The Lighthouse

The Lighthouse ½

Going into this movie, I knew there was a chance I wouldn't like it. I wasn't a fan of Robert Eggers first feature, The Witch. But, I wasn't going to let that stop me from seeing this movie. I went into The Lighthouse with an open mind and with a hope that I'd love it. This situation already happened to me this year with Ari Aster's Midsommar, as I strongly disliked Hereditary but loved Midsommar. Alas, that did not end up happening.

First off, I think this might be my most hated (and I know that's a strong word, and one I don't like to use very often, but I think it's appropriate for this movie because of how it made me feel) movie of the year, but certainly not the worst.

This movie started out very interesting, and made me ponder so many questions. Why are these two guys here? Why does that seagull love Robert Pattinson so much? How did he find the mermaid wooden figure so quickly? What is up with the dialect in the movie? These questions intrigued me, and for the record, I have nothing against the dialect in this movie; I appreciated the attempt to be realistic at the time, even if the movie suffers overall with me not being able to understand every word that is spoken without the use of subtitles. Sometimes asking these questions to myself during different movies lets me attempt to understand it on a deeper, more enjoyable level, but that wasn't the case in this movie.

I think Robert Pattinson and Willem Dafoe do the job they were asked to do in this movie, for better and more obviously, the worse. I did not connect with either of their characters, and both their backstories are not the most interesting or investing. This movie asks so many questions without giving a proper answer. And I get I can figure some out for myself, but I feel like it was done in a way to make fill in the gaps, but when I have to do that countless times already, it quickly becomes stale. Their characters are both strange, violent, and crazy. I wasn't rooting for them at all and I just wanted to like them even slightly.

I have nothing against black-and-white movies. I remember my first black-and-white movie being The Last Man on Earth. That movie changed my younger self's opinion on black-and-white movies. I get that they serve their purpose in so many movies. I did not like this movie's black-and-white cinematography and aspect ratio. I understand what Eggers is trying to portray by shooting it this way. We, as an audience, are supposed to feel claustrophobic. I felt that the way the movie was shot and edited diminished that effect and took me out of the movie instead of sucking me right in. I can only assume that this movie was shot only using natural light, and while there are very few shots that look interesting, it also distracted me.

Lastly, I am going to briefly mention the plot of the movie, or lack thereof. The plot of this movie feels so barebones, like Eggers and his brother wanted us to feel like what was happening in the movie was just as shocking and unexpected for the characters. I wanted there to be some higher meaning to it, or some overarching plot thread. Instead, it felt like the plot rested solely on the characters to push forward, and as I've discussed before, I did not like them very much.
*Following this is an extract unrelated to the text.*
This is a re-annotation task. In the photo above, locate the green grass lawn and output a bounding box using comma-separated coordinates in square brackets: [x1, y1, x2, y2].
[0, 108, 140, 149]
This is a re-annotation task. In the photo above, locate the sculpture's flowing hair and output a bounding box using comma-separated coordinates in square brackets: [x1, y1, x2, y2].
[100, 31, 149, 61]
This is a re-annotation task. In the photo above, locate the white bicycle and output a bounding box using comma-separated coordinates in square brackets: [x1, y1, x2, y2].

I had theories that I won't be discussing here, but I feel like they almost make the movie more interesting in my brain than what the movie ever showed me

I feel like I can keep going on about what I dislike about this movie, but I think I'll do that in the comments if anyone wants to comment. I'm ready to take any constructive feedback on my review and for us to have a civil discussion about this movie. I really tried to like this one.